Pending review this ticket should be done.
#10 Updated by Abram Connelly almost 2 years ago
I think the expressiontool CWL pipelines don't show up in workbench and that's why I was having trouble finding the log files file consolidated into a single collection.
After some refactoring and adding an explicit consolidation step to the CWL pipeline, I've run a test 10 that has all of the CGF along with it's log files into a single output collection.
The FastJ + SGLF to CGF conversion step is now batched and scattered to speed up wall time calculation.

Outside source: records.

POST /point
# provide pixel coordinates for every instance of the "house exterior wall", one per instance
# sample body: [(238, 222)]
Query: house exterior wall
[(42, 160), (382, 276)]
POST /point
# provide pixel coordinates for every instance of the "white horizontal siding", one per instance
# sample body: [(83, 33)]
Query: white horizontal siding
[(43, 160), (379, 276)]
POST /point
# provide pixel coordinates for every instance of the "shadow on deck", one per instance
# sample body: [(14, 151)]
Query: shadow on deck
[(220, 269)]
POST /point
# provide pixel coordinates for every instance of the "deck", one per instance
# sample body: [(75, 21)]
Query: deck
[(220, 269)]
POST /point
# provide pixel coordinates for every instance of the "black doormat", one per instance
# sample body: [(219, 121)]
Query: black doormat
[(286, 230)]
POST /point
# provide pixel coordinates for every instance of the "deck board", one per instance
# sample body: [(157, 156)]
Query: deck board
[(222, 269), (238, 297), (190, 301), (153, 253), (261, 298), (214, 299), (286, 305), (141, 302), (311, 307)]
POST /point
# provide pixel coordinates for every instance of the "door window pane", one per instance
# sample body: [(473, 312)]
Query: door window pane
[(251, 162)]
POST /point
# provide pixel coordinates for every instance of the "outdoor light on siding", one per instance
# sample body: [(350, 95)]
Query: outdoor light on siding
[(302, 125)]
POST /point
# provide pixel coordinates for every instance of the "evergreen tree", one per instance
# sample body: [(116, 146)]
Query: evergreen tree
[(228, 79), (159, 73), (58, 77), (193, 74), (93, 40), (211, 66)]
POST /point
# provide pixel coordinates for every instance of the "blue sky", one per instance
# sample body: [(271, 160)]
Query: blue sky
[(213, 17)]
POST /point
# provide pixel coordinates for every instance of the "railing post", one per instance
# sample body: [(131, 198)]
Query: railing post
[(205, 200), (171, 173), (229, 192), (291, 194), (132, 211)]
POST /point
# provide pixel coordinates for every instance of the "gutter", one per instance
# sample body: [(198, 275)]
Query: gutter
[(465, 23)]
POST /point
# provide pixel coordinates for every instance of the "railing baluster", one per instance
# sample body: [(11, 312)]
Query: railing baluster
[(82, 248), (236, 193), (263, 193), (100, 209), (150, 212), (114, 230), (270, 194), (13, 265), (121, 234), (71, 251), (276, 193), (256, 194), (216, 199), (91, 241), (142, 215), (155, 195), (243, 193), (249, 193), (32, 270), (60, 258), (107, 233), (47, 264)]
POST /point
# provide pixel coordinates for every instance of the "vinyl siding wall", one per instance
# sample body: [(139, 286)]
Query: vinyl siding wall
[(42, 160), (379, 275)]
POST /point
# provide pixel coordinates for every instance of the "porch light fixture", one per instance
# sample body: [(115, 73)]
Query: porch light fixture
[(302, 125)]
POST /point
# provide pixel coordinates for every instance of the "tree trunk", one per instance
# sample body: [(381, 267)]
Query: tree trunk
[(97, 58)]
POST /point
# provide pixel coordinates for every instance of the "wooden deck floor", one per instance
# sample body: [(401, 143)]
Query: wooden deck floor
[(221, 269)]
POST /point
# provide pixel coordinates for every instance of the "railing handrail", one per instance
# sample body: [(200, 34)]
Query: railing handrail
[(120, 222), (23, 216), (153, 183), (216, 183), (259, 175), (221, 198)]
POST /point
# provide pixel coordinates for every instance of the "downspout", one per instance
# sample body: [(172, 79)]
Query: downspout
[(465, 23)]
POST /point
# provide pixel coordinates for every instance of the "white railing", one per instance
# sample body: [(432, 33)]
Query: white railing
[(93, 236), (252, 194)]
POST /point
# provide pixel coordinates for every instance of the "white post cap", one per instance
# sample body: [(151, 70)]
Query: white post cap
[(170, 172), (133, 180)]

This ticket should be in a state to close.
#14 Updated by Abram Connelly almost 2 years ago
As a very very rough estimate, the cost should be in the ~$1.50 per genome processed.
The total runtime of the 100 datasets is 14d4h22m of node allocation time. As a rough estimate, this can be broken down into two major machine allocation types:
- 16 vcpu with ~100Gb of RAM, using ~1h15m per batch of 16 tilepaths to create the tile library, for a total of ~68h of node allocation. At azure prices, the E16v3 instance most closely resembles those requirements at $1.064/hour
- 1 vcpu at ~10Gb of RAM for everything else. The E2v3 instance most closely matches the constraints and costs $0.133/hour
(68 * 1.1064) + (14*24 + 4.5- 68)*0.133 = 111.4777
Since there are 100 processed, that works out to about $1.12 per genome.